Department of Radiology, TongDe Hospital of ZheJiang Province, No. 234, Gucui Road, Hangzhou, 310012, Zhejiang, China.
Department of Radiology, The First Affiliated Hospital of Nanjing Medical University, No. 300, Guangzhou Road, Nanjing, 210009, Jiangsu, China.
Abdom Radiol (NY). 2019 Sep;44(9):3019-3029. doi: 10.1007/s00261-019-02098-w.
Controversy still exists on the optimal surgical resection for potentially curable gastric cancer (GC). Use of radiologic evaluation and machine learning algorithms might predict extent of lymphadenectomy to limit unnecessary surgical treatment. We purposed to design a machine learning-based clinical decision-support model for predicting extent of lymphadenectomy (D1 vs. D2) in local advanced GC.
Clinicoradiologic features available from routine clinical assignments in 557 patients with GCs were retrospectively interpreted by an expert panel blinded to all histopathologic information. All patients underwent surgery using standard D2 resection. Decision models were developed with a logistic regression (LR), support vector machine (SVM) and auto-encoder (AE) algorithm in 371 training and tested in 186 test data, respectively. The primary end point was to measure diagnostic performance of decision model and a Japanese gastric cancer treatment guideline version 4th (JPN 4th) criteria for discriminate D1 (pT1 + pN0) versus D2 (≥ pT1 + ≥ pN1) lymphadenectomy.

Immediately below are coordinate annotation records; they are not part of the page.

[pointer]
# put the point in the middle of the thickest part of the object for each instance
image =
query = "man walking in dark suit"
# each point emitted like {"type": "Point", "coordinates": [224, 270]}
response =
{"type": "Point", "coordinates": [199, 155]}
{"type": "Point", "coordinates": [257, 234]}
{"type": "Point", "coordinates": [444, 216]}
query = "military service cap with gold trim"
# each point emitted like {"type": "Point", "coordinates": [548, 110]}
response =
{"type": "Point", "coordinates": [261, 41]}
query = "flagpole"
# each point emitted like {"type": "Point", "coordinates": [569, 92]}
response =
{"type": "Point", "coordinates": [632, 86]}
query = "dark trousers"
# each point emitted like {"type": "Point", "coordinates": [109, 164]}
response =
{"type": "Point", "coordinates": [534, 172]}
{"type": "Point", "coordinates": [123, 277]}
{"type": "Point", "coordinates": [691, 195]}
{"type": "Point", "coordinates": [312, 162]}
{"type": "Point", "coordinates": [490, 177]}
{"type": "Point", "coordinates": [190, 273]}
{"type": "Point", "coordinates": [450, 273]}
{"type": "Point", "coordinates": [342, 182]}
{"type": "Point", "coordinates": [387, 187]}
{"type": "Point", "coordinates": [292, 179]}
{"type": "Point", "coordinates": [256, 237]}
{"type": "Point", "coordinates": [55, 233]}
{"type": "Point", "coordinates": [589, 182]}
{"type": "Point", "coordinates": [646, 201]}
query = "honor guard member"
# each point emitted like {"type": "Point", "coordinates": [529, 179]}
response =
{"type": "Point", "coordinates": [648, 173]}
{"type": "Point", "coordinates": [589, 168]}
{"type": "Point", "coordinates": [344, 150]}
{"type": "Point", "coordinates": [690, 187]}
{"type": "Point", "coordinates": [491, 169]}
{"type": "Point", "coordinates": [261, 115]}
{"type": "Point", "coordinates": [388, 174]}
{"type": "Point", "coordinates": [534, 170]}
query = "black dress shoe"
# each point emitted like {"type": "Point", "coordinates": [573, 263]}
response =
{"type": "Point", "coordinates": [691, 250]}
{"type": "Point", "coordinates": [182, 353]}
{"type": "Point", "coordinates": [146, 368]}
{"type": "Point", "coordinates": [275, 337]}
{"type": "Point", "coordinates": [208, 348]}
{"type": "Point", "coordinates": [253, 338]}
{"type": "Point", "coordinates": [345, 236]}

The decision model with AE analysis produced highest area under ROC curve (train: 0.965, 95% confidence interval (CI) 0.948-0.978; test: 0.946, 95% CI 0.925-0.978), followed by SVM (train: 0.925, 95% CI 0.902-0.944; test: 0.942, 95% CI 0.922-0.973) and LR (train: 0.886, 95% CI 0.858-0.910; test: 0.891, 95% CI 0.891-0.952). By this improvement, overtreatment was reduced from 21.7% (121/557) by treat-all pattern, to 15.1% (84/557) by JPN 4th criteria, and to 0.7-0.9% (4-5/557) by the new approach.

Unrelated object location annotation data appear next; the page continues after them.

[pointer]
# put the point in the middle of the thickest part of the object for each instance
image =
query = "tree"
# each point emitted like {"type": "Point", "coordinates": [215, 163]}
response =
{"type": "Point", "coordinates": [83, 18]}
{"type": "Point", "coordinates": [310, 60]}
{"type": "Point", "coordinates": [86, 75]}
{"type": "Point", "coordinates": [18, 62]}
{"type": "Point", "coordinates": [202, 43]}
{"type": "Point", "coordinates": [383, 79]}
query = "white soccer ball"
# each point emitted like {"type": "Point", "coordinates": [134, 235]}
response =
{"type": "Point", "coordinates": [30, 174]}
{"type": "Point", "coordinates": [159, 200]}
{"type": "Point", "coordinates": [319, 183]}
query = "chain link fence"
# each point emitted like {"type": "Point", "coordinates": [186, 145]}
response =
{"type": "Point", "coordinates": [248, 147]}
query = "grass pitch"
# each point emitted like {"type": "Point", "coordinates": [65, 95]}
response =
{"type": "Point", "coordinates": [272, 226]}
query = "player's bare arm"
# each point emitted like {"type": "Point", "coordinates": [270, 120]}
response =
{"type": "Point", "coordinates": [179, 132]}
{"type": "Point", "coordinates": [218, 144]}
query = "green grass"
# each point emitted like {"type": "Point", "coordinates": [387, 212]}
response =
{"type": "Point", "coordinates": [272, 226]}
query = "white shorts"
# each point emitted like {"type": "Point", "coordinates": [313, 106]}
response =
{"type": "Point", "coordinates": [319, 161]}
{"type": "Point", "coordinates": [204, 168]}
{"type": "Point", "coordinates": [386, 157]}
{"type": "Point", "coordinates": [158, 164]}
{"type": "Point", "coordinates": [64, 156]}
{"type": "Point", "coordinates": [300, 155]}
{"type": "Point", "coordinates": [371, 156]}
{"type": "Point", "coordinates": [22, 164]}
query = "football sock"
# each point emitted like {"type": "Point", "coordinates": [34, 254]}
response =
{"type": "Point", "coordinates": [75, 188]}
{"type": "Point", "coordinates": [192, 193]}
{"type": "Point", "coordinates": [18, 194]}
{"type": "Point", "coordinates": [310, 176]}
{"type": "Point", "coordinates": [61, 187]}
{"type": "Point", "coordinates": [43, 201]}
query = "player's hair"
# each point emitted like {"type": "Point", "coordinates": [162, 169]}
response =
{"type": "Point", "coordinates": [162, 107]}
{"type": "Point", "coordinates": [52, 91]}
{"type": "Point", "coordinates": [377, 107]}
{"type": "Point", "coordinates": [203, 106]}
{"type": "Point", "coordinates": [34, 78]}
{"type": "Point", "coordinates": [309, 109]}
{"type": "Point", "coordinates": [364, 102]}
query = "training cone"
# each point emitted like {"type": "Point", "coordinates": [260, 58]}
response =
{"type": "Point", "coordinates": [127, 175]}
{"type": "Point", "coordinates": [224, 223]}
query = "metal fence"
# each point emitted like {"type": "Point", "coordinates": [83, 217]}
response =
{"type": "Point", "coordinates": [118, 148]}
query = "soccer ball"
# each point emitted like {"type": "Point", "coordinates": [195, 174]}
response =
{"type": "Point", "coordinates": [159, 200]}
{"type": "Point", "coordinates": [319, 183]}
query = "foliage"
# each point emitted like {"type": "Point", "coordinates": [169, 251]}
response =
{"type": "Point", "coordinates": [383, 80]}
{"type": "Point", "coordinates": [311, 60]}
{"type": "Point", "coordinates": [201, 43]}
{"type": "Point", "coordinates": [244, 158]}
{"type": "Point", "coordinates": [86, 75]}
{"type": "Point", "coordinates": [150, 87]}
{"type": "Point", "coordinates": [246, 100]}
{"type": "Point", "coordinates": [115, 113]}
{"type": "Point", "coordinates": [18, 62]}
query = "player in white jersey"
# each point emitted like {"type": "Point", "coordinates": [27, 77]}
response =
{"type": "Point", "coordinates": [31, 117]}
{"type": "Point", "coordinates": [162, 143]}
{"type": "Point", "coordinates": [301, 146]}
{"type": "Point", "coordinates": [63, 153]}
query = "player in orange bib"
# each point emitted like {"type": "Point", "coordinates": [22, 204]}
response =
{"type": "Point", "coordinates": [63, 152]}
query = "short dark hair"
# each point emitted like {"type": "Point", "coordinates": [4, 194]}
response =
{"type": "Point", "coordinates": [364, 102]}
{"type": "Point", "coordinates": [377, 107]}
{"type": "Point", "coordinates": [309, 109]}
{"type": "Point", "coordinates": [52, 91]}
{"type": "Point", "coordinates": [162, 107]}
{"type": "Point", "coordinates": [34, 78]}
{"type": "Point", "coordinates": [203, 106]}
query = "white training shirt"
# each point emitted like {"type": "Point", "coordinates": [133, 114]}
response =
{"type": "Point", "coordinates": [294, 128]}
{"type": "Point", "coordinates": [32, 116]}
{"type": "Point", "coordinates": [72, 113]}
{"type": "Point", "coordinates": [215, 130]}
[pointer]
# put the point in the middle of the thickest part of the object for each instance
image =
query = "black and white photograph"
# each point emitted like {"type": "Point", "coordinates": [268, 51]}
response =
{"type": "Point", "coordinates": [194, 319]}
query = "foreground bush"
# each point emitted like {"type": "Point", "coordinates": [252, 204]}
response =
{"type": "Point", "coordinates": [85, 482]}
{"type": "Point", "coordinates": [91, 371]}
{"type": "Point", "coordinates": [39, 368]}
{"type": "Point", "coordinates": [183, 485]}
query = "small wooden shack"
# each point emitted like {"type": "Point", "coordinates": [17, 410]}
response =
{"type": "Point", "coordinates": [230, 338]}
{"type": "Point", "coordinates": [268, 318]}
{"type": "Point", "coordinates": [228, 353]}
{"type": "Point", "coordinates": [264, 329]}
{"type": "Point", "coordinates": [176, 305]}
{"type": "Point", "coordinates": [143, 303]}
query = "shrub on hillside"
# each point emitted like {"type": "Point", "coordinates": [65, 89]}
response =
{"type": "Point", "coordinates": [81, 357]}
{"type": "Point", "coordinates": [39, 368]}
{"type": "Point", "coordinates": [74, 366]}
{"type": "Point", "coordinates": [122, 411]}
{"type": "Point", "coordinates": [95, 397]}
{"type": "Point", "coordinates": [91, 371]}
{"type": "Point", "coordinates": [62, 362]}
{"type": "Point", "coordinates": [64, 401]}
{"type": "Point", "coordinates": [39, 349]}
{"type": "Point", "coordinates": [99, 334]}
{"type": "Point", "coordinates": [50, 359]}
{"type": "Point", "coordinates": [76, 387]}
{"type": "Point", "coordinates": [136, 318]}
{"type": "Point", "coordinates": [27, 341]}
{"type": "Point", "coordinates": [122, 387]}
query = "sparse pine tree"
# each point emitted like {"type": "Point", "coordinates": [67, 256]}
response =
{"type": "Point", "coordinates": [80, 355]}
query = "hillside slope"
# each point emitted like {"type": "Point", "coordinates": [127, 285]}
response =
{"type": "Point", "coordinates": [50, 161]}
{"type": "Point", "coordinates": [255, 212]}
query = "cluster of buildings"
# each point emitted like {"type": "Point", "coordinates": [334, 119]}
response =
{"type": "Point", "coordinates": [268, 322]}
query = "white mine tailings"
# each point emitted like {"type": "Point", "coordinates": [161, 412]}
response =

The decision model with machine learning analysis demonstrates high accuracy for identifying patients who are candidates for D1 versus D2 resection. Its approximate 14-20% improvements in overtreatment compared to treat-all pattern and JPN 4th criteria potentially increase the number of patients with local advanced GCs who can safely avoid unnecessary lymphadenectomy.
对于潜在可治愈的胃癌(GC),最佳手术切除范围仍存在争议。放射学评估和机器学习算法的使用可能有助于预测淋巴结清扫范围,以限制不必要的手术治疗。我们旨在设计一种基于机器学习的临床决策支持模型,用于预测局部晚期 GC 的淋巴结清扫范围(D1 与 D2)。

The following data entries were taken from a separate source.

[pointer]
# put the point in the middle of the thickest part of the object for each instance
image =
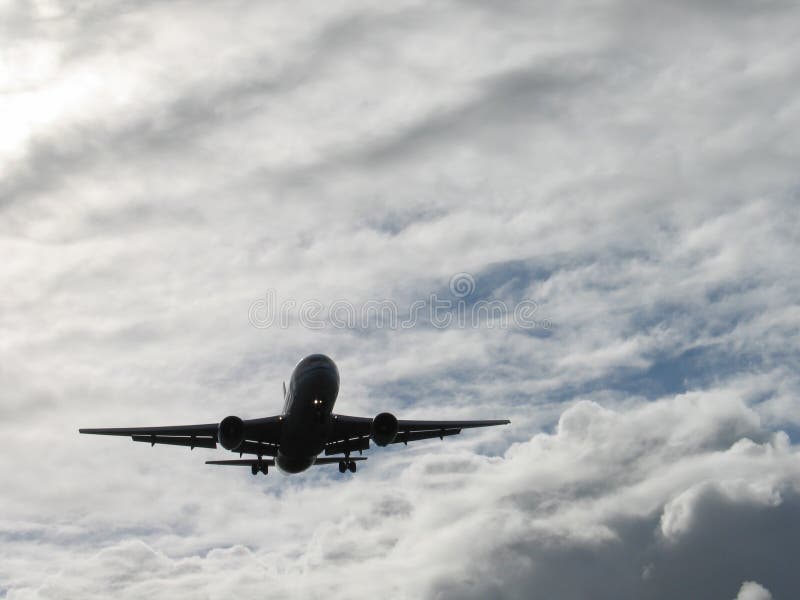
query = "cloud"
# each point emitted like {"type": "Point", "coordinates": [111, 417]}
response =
{"type": "Point", "coordinates": [751, 590]}
{"type": "Point", "coordinates": [631, 171]}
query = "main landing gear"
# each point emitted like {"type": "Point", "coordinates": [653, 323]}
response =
{"type": "Point", "coordinates": [347, 465]}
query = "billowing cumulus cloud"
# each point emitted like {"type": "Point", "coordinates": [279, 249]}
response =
{"type": "Point", "coordinates": [629, 170]}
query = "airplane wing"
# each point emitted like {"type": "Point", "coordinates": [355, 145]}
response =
{"type": "Point", "coordinates": [351, 434]}
{"type": "Point", "coordinates": [261, 435]}
{"type": "Point", "coordinates": [249, 462]}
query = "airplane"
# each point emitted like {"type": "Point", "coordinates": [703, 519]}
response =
{"type": "Point", "coordinates": [306, 429]}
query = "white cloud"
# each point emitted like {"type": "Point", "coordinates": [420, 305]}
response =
{"type": "Point", "coordinates": [632, 170]}
{"type": "Point", "coordinates": [751, 590]}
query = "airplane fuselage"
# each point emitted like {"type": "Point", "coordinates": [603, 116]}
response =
{"type": "Point", "coordinates": [312, 392]}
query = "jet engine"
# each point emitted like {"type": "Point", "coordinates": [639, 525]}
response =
{"type": "Point", "coordinates": [231, 432]}
{"type": "Point", "coordinates": [384, 429]}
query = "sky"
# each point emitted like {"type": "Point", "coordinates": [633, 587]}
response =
{"type": "Point", "coordinates": [626, 171]}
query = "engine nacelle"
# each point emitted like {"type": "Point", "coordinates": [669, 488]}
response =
{"type": "Point", "coordinates": [231, 432]}
{"type": "Point", "coordinates": [384, 429]}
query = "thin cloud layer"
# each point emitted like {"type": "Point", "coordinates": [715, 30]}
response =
{"type": "Point", "coordinates": [630, 169]}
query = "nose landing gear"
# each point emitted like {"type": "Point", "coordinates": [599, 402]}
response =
{"type": "Point", "coordinates": [259, 466]}
{"type": "Point", "coordinates": [347, 465]}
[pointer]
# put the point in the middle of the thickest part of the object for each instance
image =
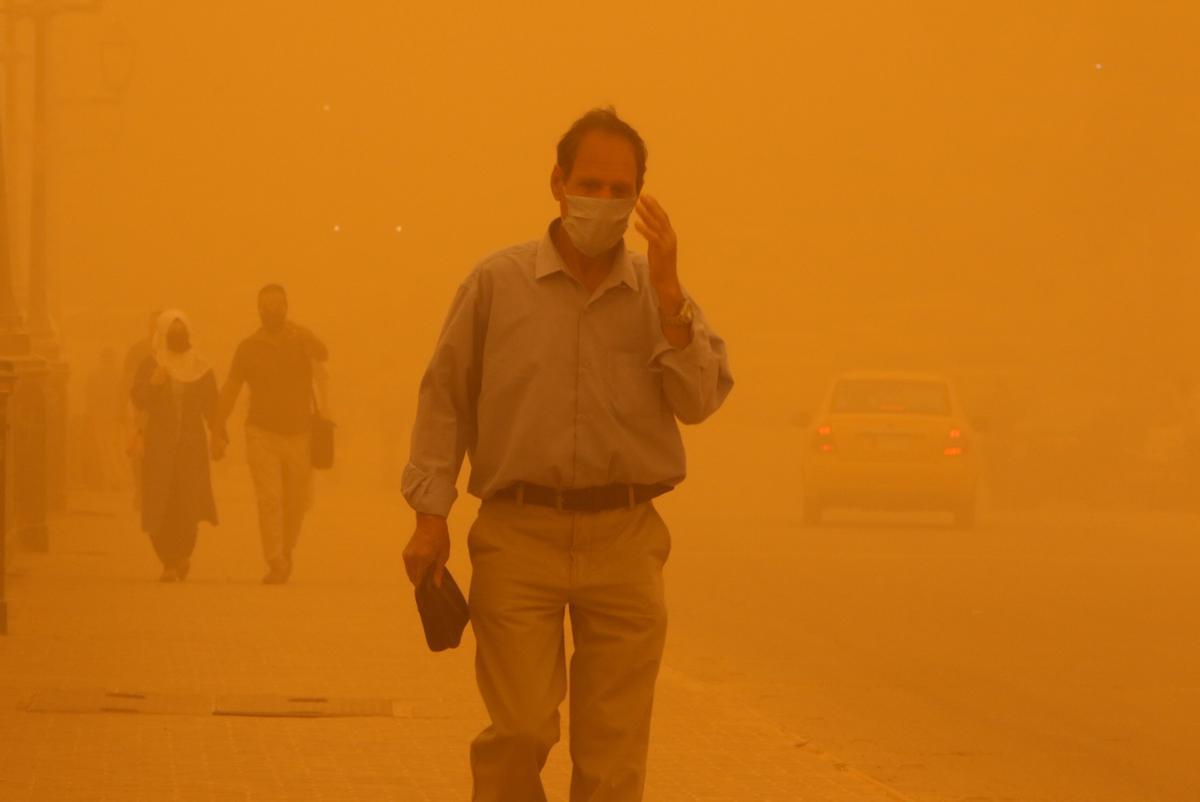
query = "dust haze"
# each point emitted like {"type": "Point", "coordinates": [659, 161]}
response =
{"type": "Point", "coordinates": [1002, 195]}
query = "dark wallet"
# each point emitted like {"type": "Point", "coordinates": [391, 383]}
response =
{"type": "Point", "coordinates": [443, 610]}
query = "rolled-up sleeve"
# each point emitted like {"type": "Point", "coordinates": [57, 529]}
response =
{"type": "Point", "coordinates": [445, 424]}
{"type": "Point", "coordinates": [696, 378]}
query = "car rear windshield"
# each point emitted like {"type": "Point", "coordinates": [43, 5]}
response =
{"type": "Point", "coordinates": [865, 396]}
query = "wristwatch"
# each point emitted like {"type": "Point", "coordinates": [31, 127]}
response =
{"type": "Point", "coordinates": [683, 318]}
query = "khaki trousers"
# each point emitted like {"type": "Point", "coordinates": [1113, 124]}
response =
{"type": "Point", "coordinates": [281, 466]}
{"type": "Point", "coordinates": [531, 564]}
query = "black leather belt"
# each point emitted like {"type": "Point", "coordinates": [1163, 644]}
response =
{"type": "Point", "coordinates": [582, 500]}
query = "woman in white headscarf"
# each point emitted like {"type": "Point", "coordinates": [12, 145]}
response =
{"type": "Point", "coordinates": [177, 389]}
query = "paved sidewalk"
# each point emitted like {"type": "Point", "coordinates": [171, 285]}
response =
{"type": "Point", "coordinates": [90, 616]}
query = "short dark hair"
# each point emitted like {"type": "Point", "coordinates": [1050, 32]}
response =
{"type": "Point", "coordinates": [600, 119]}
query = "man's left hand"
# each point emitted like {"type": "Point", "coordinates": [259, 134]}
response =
{"type": "Point", "coordinates": [663, 252]}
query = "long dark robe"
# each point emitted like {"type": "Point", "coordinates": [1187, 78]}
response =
{"type": "Point", "coordinates": [177, 488]}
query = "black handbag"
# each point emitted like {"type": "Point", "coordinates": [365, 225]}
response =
{"type": "Point", "coordinates": [444, 612]}
{"type": "Point", "coordinates": [322, 438]}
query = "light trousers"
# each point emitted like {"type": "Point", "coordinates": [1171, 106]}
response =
{"type": "Point", "coordinates": [531, 567]}
{"type": "Point", "coordinates": [281, 466]}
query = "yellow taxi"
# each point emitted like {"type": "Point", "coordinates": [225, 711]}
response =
{"type": "Point", "coordinates": [891, 441]}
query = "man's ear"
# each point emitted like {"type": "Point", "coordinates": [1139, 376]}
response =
{"type": "Point", "coordinates": [557, 179]}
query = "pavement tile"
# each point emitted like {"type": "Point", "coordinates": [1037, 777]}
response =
{"type": "Point", "coordinates": [89, 617]}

回顾性分析了 557 例 GC 患者的临床影像学特征,这些特征均由一个专家小组从常规临床任务中获得,该专家小组对所有组织病理学信息均不知情。所有患者均采用标准的 D2 切除术进行手术。使用逻辑回归(LR)、支持向量机(SVM)和自动编码器(AE)算法分别在 371 例训练数据和 186 例测试数据中建立决策模型。主要终点是衡量决策模型和日本胃癌治疗指南第 4 版(JPN 4th)标准对 D1(pT1+ pN0)与 D2(≥ pT1+ ≥ pN1)淋巴结清扫的诊断性能。
AE 分析的决策模型产生了最高的 ROC 曲线下面积(训练:0.965,95%置信区间 [CI] 0.948-0.978;测试:0.946,95% CI 0.925-0.978),其次是 SVM(训练:0.925,95% CI 0.902-0.944;测试:0.942,95% CI 0.922-0.973)和 LR(训练:0.886,95% CI 0.858-0.910;测试:0.891,95% CI 0.891-0.952)。通过这种改进,与全治疗模式相比,过度治疗从 21.7%(121/557)减少到 JPN 4 版标准的 15.1%(84/557),再减少到新方法的 0.7-0.9%(4-5/557)。
基于机器学习分析的决策模型在识别适合 D1 与 D2 切除的患者方面具有很高的准确性。与全治疗模式和 JPN 4 版标准相比,其在过度治疗方面提高了约 14-20%,这可能会增加可以安全避免不必要淋巴结清扫的局部晚期 GC 患者数量。